3        – Matéria de Direito

 

3.1 – Da incompetência material do tribunal, exceção suscitada pela AT

 

A infração das regras de competência, em razão da matéria determina a incompetência absoluta do tribunal, a qual é de ordem pública e o seu conhecimento precede o de qualquer outra matéria.

Sustenta a AT que o requerente pretende que seja declarada a inconstitucionalidade da verba 28 da TGIS e consequentemente seja declarada a ilegalidade dos atos tributários de liquidação do imposto do selo o que contraria o plasmado no nº 1 do artigo 2º do RJAT, sendo manifesto que a competência do foro jurisdicional arbitral não compreende a apreciação da conformidade constitucional dos atos legislativos ou das suas normas.

Na reunião do artigo 18º do RJAT, a requerente, convidada a pronunciar-se sobre a exceção invocada, declarou que a mesma não se verifica e que o pedido deverá ser declarado improcedente.

Analisadas as posições das partes sobre esta matéria, o tribunal, tendo em conta as disposições contidas na alínea a) do nº 1 do artigo 2º do RJAT e o artigo 2º da Portaria 112-A/2011, de 22 de Março, entende que a competência dos tribunais arbitrais compreende a apreciação atinente à declaração de ilegalidade de atos de liquidação de tributos, no presente caso IS, cuja administração pertence à requerida.

No caso em apreço o requerente pede, em primeira linha, que sejam anulados os atos tributários de liquidação do IS por vício de violação de lei, por erro nos pressupostos de facto e de direito e, só subsidiariamente, pede a declaração de ilegalidade dos atos tributários em apreço, por terem sido praticados com base em normas que, no seu entender, serão inconstitucionais.

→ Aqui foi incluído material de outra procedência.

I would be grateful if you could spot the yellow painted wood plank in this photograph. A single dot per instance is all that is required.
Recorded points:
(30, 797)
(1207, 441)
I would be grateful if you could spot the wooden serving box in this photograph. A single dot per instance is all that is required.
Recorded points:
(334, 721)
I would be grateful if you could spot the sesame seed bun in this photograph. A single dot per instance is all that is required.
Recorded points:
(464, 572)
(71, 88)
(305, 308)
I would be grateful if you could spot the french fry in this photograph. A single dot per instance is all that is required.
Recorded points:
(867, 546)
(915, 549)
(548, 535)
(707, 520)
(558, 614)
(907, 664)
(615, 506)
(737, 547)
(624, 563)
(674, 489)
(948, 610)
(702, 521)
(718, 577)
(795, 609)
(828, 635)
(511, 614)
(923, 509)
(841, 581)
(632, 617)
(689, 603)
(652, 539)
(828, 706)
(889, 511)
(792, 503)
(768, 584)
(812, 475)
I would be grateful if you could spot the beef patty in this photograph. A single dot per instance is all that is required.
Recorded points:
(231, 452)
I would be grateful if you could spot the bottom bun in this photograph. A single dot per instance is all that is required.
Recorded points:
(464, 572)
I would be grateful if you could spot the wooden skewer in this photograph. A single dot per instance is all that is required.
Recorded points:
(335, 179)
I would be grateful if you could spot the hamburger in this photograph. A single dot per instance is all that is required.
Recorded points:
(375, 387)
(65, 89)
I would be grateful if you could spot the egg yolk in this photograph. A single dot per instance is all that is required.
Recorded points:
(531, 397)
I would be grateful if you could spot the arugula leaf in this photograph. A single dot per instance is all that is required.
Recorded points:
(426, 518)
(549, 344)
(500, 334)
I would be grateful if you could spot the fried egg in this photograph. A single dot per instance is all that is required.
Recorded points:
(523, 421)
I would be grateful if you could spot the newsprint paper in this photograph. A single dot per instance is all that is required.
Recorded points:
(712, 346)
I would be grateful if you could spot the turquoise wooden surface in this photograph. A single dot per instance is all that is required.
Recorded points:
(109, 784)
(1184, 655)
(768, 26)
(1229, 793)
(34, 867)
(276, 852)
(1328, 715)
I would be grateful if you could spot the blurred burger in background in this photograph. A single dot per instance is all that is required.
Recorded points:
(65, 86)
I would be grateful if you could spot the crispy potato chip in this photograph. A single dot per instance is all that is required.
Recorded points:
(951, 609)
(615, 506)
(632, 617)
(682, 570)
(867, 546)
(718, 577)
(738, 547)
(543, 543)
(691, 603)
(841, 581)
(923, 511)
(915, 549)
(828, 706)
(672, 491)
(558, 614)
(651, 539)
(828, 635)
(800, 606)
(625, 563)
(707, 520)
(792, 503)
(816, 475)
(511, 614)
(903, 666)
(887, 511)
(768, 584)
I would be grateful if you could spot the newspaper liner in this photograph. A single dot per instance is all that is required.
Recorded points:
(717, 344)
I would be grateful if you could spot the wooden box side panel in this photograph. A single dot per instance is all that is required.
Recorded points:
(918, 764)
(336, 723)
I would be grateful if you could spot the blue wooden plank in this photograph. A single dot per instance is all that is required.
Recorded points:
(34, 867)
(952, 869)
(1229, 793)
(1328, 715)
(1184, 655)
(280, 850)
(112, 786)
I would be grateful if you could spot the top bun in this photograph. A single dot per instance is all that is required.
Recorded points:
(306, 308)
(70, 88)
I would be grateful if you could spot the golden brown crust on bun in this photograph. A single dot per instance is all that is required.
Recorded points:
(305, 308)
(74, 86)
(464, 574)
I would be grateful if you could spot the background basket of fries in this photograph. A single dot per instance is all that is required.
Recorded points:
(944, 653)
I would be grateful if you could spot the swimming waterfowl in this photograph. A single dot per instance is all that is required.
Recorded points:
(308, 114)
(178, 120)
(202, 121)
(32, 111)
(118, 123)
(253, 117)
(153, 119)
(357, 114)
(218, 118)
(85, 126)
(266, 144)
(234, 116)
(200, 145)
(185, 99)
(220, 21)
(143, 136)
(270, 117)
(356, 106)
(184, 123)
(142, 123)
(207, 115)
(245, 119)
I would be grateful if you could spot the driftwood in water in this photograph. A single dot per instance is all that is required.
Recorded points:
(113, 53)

É, pois, evidente que o requerente pretende ver apreciada a ilegalidade dos atos de liquidação, sendo os vícios apontados parte integral da mesma, considerando-se, nesta perspetiva, o tribunal materialmente competente, nos termos legais já referidos, improcedendo, deste modo a exceção suscitada.

 

3.2 – Da ilegalidade dos atos tributários em causa, por erro nos pressupostos de facto e de direito

Na perspetiva do requerente a verba 28 da TGIS só terá aplicação aos terrenos para construção, quando a edificação neles a implantar esteja autorizada ou prevista e se destine à habitação e não basta, no seu entendimento, que o PDM respetivo preveja a construção habitacional, haverá sempre necessidade do seu proprietário desencadear um processo com vista a tal desiderato, o que não aconteceu, no caso do requerente, nem irá acontecer, uma vez que a sua atividade não está potenciada para a construção, mas sim para outras, nomeadamente operações de crédito, sendo o incumprimento dos contratos de crédito a causa de ser proprietário de vários imóveis, incluindo terrenos para construção, cuja propriedade resulta de dações em pagamento. Refere decisões já proferidas por tribunais arbitrais do CAAD onde se decidiu que a verba 28 da TGIS só poderá ser materializada pela verificação da efetiva potencialidade de edificação.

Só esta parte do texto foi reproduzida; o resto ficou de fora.